Amazon.com Review
Fifty issues--collected into 15 volumes that total 2,000 pages--the Hernandez brothers'
Love and Rockets is an enormous achievement that helped to create a new audience for comics. Notable for their strong female characters and their focus on relationships, rather than on traditional comic-book 'action', the stories collected in this volume, and the rest of the series, show how the comic format can be used to create characters and situations as detailed and compelling as in any novel.
Reviewers have compared Gilbert Hernandez's work--set in the fictional Latin American town of Palomar--with that of Gabriel Garcia Marquez and Robert Altman.

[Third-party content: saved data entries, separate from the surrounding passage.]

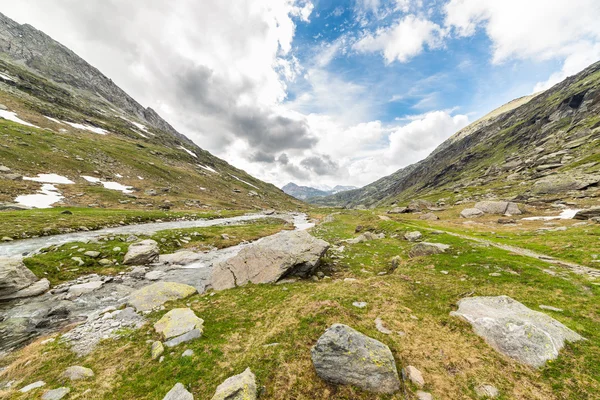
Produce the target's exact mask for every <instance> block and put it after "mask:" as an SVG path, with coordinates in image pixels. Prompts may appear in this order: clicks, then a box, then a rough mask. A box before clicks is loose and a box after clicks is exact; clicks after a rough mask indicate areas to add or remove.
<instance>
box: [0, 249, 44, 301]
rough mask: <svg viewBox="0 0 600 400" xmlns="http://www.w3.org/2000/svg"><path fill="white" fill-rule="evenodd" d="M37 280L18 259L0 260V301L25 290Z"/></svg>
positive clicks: (5, 259)
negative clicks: (24, 288)
mask: <svg viewBox="0 0 600 400" xmlns="http://www.w3.org/2000/svg"><path fill="white" fill-rule="evenodd" d="M37 280H38V278H37V277H36V276H35V274H34V273H33V272H31V271H30V270H29V269H28V268H27V267H26V266H25V264H23V261H21V260H20V259H16V258H0V299H2V298H5V297H8V296H10V295H12V294H14V293H16V292H18V291H19V290H21V289H24V288H26V287H27V286H29V285H31V284H33V283H35V282H37Z"/></svg>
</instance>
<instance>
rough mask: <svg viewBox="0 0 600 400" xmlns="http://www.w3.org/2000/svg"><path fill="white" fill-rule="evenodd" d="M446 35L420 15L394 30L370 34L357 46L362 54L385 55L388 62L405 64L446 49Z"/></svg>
mask: <svg viewBox="0 0 600 400" xmlns="http://www.w3.org/2000/svg"><path fill="white" fill-rule="evenodd" d="M443 35H444V34H443V31H442V29H441V28H440V26H439V25H437V24H436V23H434V22H432V21H429V20H427V19H424V18H421V17H418V16H416V15H412V14H411V15H407V16H405V17H403V18H401V19H399V20H398V21H396V23H395V24H394V25H392V26H390V27H387V28H379V29H377V31H376V32H375V33H374V34H372V33H367V34H366V35H365V36H364V37H362V38H361V39H360V40H359V41H358V42H356V43H355V44H354V45H353V48H354V50H356V51H358V52H359V53H374V52H381V53H382V54H383V57H384V58H385V60H386V62H387V63H388V64H389V63H392V62H394V61H399V62H401V63H405V62H407V61H409V60H410V59H411V58H413V57H415V56H417V55H419V54H421V52H423V50H424V49H425V47H428V48H430V49H435V48H438V47H440V46H441V45H442V40H441V39H442V37H443Z"/></svg>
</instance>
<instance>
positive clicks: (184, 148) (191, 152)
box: [179, 146, 198, 158]
mask: <svg viewBox="0 0 600 400" xmlns="http://www.w3.org/2000/svg"><path fill="white" fill-rule="evenodd" d="M179 148H180V149H181V150H184V151H185V152H186V153H188V154H189V155H190V156H192V157H196V158H198V156H197V155H195V154H194V153H192V152H191V151H189V150H188V149H186V148H185V147H183V146H179Z"/></svg>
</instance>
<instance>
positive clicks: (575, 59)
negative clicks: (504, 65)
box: [445, 0, 600, 91]
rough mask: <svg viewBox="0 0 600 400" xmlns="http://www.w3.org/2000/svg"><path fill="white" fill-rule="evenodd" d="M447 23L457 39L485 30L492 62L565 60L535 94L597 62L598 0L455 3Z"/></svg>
mask: <svg viewBox="0 0 600 400" xmlns="http://www.w3.org/2000/svg"><path fill="white" fill-rule="evenodd" d="M445 13H446V19H445V24H446V26H448V27H452V28H454V31H455V32H456V34H457V35H458V36H461V37H465V36H472V35H474V34H475V32H476V31H477V29H478V28H479V27H481V28H484V29H485V32H486V34H487V36H488V37H489V38H490V39H491V41H492V42H493V58H492V60H493V62H494V63H501V62H504V61H507V60H511V59H519V60H534V61H545V60H550V59H558V60H561V61H563V66H562V68H561V70H560V71H557V72H556V73H554V74H553V75H552V76H551V77H550V78H549V79H548V80H547V81H545V82H540V83H538V84H537V85H536V86H535V88H534V90H536V91H537V90H542V89H546V88H548V87H550V86H552V84H554V83H557V82H558V81H560V80H561V79H563V78H565V77H566V76H568V75H570V74H573V73H575V72H578V71H579V70H581V69H583V68H584V67H585V66H587V65H589V64H591V63H592V62H594V61H597V60H598V58H599V57H598V55H599V49H598V45H599V44H600V23H598V21H600V1H598V0H569V1H564V0H558V1H549V0H527V1H523V0H502V1H496V0H451V1H450V2H449V3H448V4H446V6H445Z"/></svg>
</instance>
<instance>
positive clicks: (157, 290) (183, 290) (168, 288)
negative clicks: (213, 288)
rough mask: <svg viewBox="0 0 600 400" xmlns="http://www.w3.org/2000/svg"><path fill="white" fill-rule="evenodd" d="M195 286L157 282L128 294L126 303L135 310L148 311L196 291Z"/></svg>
mask: <svg viewBox="0 0 600 400" xmlns="http://www.w3.org/2000/svg"><path fill="white" fill-rule="evenodd" d="M196 292H197V290H196V288H195V287H193V286H190V285H186V284H183V283H176V282H157V283H153V284H152V285H148V286H144V287H143V288H141V289H138V290H136V291H135V292H133V293H131V294H130V295H129V301H128V304H129V305H130V306H132V307H134V308H135V309H136V311H149V310H152V309H153V308H156V307H159V306H161V305H163V304H164V303H166V302H167V301H172V300H179V299H184V298H186V297H189V296H191V295H193V294H194V293H196Z"/></svg>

Reading his brother Jaime's work--most of which focuses on a group of Southern California Mexican American women--is like reading Tolstoy, if only Tolstoy had written about twenty-something punk girls. Love and Rockets has certainly earned its legendary reputation among the comic-book cognoscenti, and deserves to be read by an even wider audience. Welcome to the world of Los Bros Hernandez.

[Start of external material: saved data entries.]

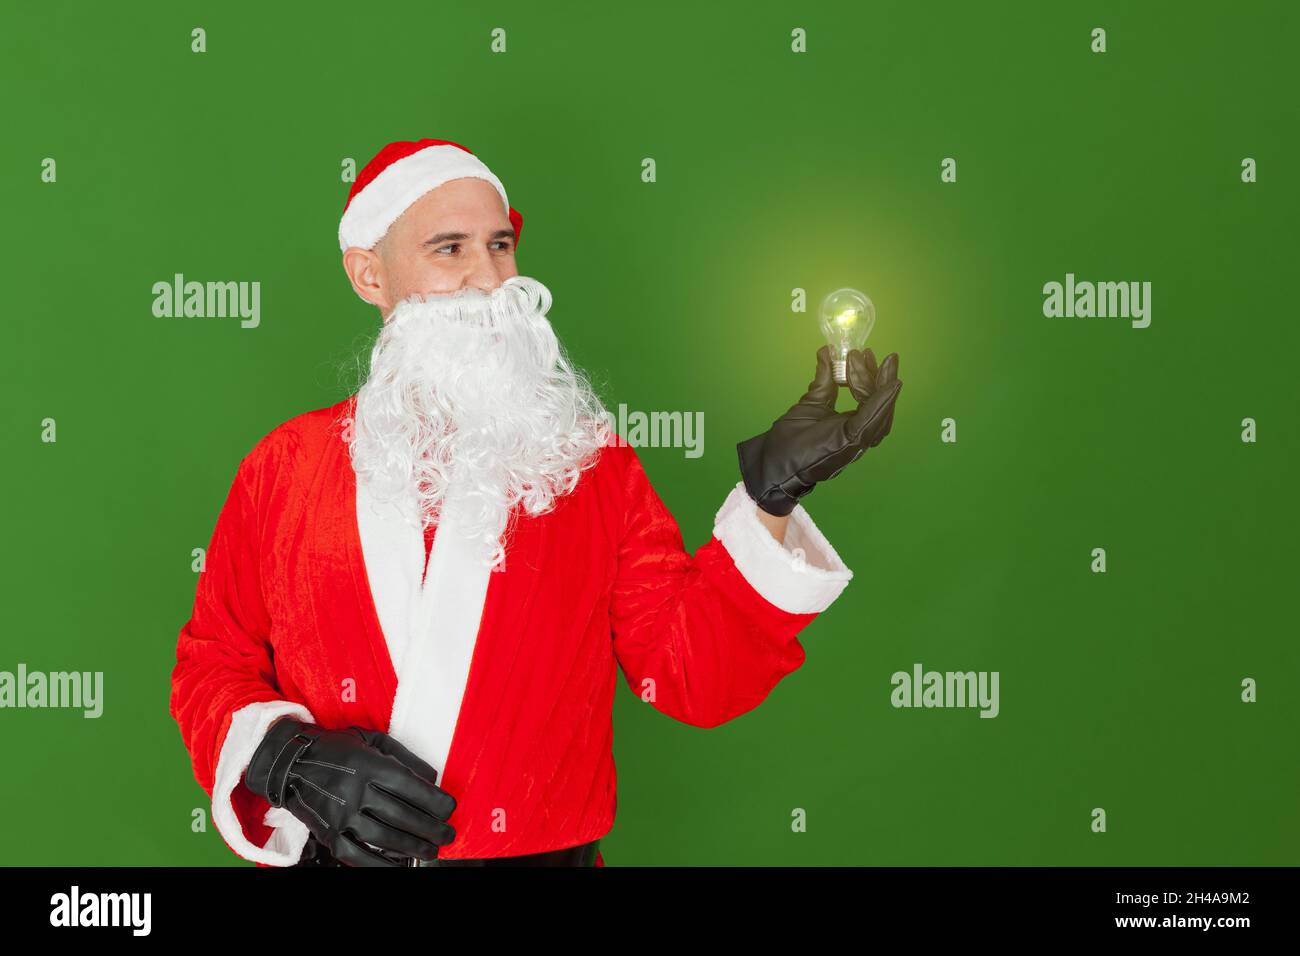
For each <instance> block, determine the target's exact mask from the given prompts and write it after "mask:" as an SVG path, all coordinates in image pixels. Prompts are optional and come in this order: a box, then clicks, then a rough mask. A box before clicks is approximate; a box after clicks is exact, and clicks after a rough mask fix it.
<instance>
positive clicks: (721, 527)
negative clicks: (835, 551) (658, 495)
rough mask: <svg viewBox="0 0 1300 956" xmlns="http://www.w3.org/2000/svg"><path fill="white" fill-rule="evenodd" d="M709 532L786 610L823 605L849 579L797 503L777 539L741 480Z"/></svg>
mask: <svg viewBox="0 0 1300 956" xmlns="http://www.w3.org/2000/svg"><path fill="white" fill-rule="evenodd" d="M714 537H716V538H718V540H719V541H722V542H723V546H724V548H725V549H727V551H728V554H731V555H732V559H733V561H735V562H736V567H737V568H738V570H740V572H741V574H742V575H744V576H745V580H746V581H749V583H750V584H751V585H753V588H754V591H757V592H758V593H759V594H762V596H763V597H764V598H767V601H768V602H771V604H772V605H775V606H777V607H780V609H781V610H783V611H788V613H790V614H818V613H820V611H824V610H826V609H827V607H829V606H831V604H832V602H833V601H835V598H837V597H839V596H840V592H842V591H844V589H845V588H846V587H848V584H849V581H850V580H852V579H853V571H850V570H849V568H848V566H846V564H845V563H844V562H842V561H841V559H840V555H839V554H836V553H835V549H833V548H832V546H831V542H829V541H827V540H826V536H824V535H823V533H822V532H820V529H819V528H818V527H816V525H815V524H814V523H813V518H811V516H810V515H809V512H807V511H806V510H805V509H803V506H802V505H796V506H794V510H793V511H792V512H790V522H789V524H788V525H787V529H785V542H784V545H783V544H779V542H777V541H776V538H775V537H772V532H770V531H768V529H767V528H766V527H763V523H762V522H761V520H759V519H758V505H755V503H754V499H753V498H750V497H749V492H746V490H745V483H744V481H737V483H736V486H735V488H733V489H732V492H731V494H728V496H727V501H725V502H723V506H722V509H719V511H718V519H716V522H715V523H714Z"/></svg>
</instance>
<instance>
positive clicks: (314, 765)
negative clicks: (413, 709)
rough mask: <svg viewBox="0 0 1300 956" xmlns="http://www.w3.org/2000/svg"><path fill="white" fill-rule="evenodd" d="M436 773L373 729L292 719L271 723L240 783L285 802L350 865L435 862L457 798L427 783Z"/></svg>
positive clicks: (442, 843) (338, 857)
mask: <svg viewBox="0 0 1300 956" xmlns="http://www.w3.org/2000/svg"><path fill="white" fill-rule="evenodd" d="M437 778H438V774H437V771H435V770H434V769H433V767H432V766H429V765H428V763H426V762H424V761H422V760H420V758H419V757H416V756H415V754H413V753H411V750H408V749H407V748H406V747H403V745H402V744H399V743H398V741H396V740H394V739H393V737H390V736H389V735H387V734H383V732H381V731H376V730H363V728H360V727H348V728H347V730H324V728H322V727H317V726H316V724H313V723H304V722H303V721H298V719H295V718H292V717H282V718H279V719H278V721H276V722H274V723H273V724H270V728H269V730H268V731H266V736H265V737H263V741H261V744H259V747H257V749H256V750H255V752H253V754H252V760H251V761H250V762H248V770H247V773H246V774H244V784H246V786H247V787H248V790H251V791H252V792H253V793H257V795H259V796H261V797H265V799H266V800H268V801H269V803H270V805H272V806H285V808H287V809H289V812H290V813H292V814H294V816H295V817H296V818H298V819H300V821H303V823H305V825H307V829H308V830H311V832H312V835H313V836H316V839H317V840H318V842H320V843H321V844H322V845H324V847H326V848H328V849H329V852H330V853H333V855H334V856H335V857H337V858H338V860H339V861H342V862H344V864H347V865H350V866H402V865H404V861H403V860H402V858H400V857H419V858H421V860H435V858H437V857H438V847H439V845H446V844H448V843H451V842H452V840H454V839H456V832H455V830H452V829H451V827H450V826H448V825H447V818H448V817H451V812H452V810H455V809H456V801H455V800H454V799H452V797H451V795H450V793H447V792H446V791H445V790H442V788H441V787H437V786H435V784H434V780H437Z"/></svg>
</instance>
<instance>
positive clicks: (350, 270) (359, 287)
mask: <svg viewBox="0 0 1300 956" xmlns="http://www.w3.org/2000/svg"><path fill="white" fill-rule="evenodd" d="M343 272H346V273H347V278H348V281H350V282H351V284H352V289H354V290H355V291H356V294H357V295H360V297H361V298H363V299H365V300H367V302H369V303H370V304H372V306H378V307H380V311H381V312H385V311H387V310H389V308H391V304H390V303H389V299H387V291H389V290H387V281H386V280H387V277H386V276H385V272H383V263H382V260H381V259H380V256H378V254H377V252H374V251H373V250H368V248H361V247H360V246H348V247H347V248H346V250H343Z"/></svg>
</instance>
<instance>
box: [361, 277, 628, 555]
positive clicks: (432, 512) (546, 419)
mask: <svg viewBox="0 0 1300 956" xmlns="http://www.w3.org/2000/svg"><path fill="white" fill-rule="evenodd" d="M550 307H551V294H550V290H547V289H546V286H543V285H542V284H541V282H538V281H537V280H534V278H529V277H525V276H513V277H511V278H508V280H506V281H504V282H503V284H502V285H500V286H499V287H497V289H494V290H493V291H491V293H482V291H481V290H477V289H464V290H460V291H458V293H454V294H447V295H435V294H416V295H412V297H409V298H407V299H404V300H402V302H400V303H399V304H398V306H396V307H395V308H394V310H393V313H391V315H390V317H389V321H387V323H386V324H385V326H383V329H382V330H381V332H380V337H378V341H377V342H376V345H374V349H373V350H372V354H370V371H369V375H368V377H367V380H365V382H364V385H361V388H360V389H359V392H357V398H356V411H355V418H354V419H351V428H350V429H348V431H350V433H351V434H350V437H348V454H350V455H351V459H352V467H354V470H355V471H356V476H357V481H368V483H369V488H370V490H372V494H373V496H374V497H376V498H377V499H378V501H400V499H404V498H407V497H413V498H416V501H417V503H419V511H420V515H421V519H422V520H421V527H428V525H430V524H437V522H438V515H439V512H441V507H442V502H443V498H445V496H446V493H447V488H448V484H450V483H451V480H452V477H455V480H456V483H458V488H459V490H458V494H464V496H465V509H464V511H463V518H464V523H463V525H461V527H463V528H464V531H465V533H467V535H468V536H469V537H471V538H473V540H477V541H480V542H481V544H482V545H484V551H485V554H486V561H487V563H489V564H490V566H493V567H497V566H500V564H502V563H503V562H504V557H506V542H504V540H503V536H504V535H506V532H507V531H508V527H507V525H508V522H510V519H511V515H512V511H513V509H515V506H516V505H521V506H523V509H524V510H525V511H526V512H528V514H530V515H541V514H545V512H547V511H550V510H551V509H552V507H554V506H555V499H556V498H559V497H562V496H564V494H568V493H569V492H572V490H573V489H575V488H576V486H577V483H578V479H580V477H581V473H582V471H585V470H586V468H589V467H591V466H593V464H595V460H597V458H598V454H595V453H598V451H599V449H601V446H602V445H604V444H606V442H607V441H608V437H610V434H611V433H612V427H611V423H610V418H608V412H607V411H606V410H604V407H603V405H602V403H601V401H599V398H598V397H597V395H595V393H594V392H593V390H591V386H590V384H589V382H588V380H586V377H585V376H584V375H582V373H581V372H580V371H578V369H575V368H573V367H572V365H571V364H569V362H568V359H567V356H565V354H564V350H563V347H562V346H560V343H559V341H558V339H556V337H555V332H554V329H552V328H551V324H550V320H549V319H547V317H546V313H547V311H549V310H550ZM344 421H347V420H344Z"/></svg>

An era in alternative comics ended this year when the Hernandez brothers published the last issue of
Love and Rockets.
Chester Square collected the last of Jaime's "Hoppers 13" stories from the magazine, and this volume rounds up the last of Gilbert's stories of the rural Latin American village of Palomar. A cataclysmic event brings many of the continuing characters back home; complementarily, a pivotal village figure departs. Yet life goes on much as it always has. In the Palomar saga, Gilbert brought magical realism to comics and, with it, a complexity that shattered the limitations of the medium. Over the course of the series, his illustrative style grew more expressive and assured, and he developed a masterful ability to juggle a huge cast, many plot lines, and various timelines, too--in all, a wealth of material that may hopelessly confuse those trying to come on board at this point. Those who have faithfully followed the series will cherish this final journey to Palomar and hope that Gilbert will someday return to it.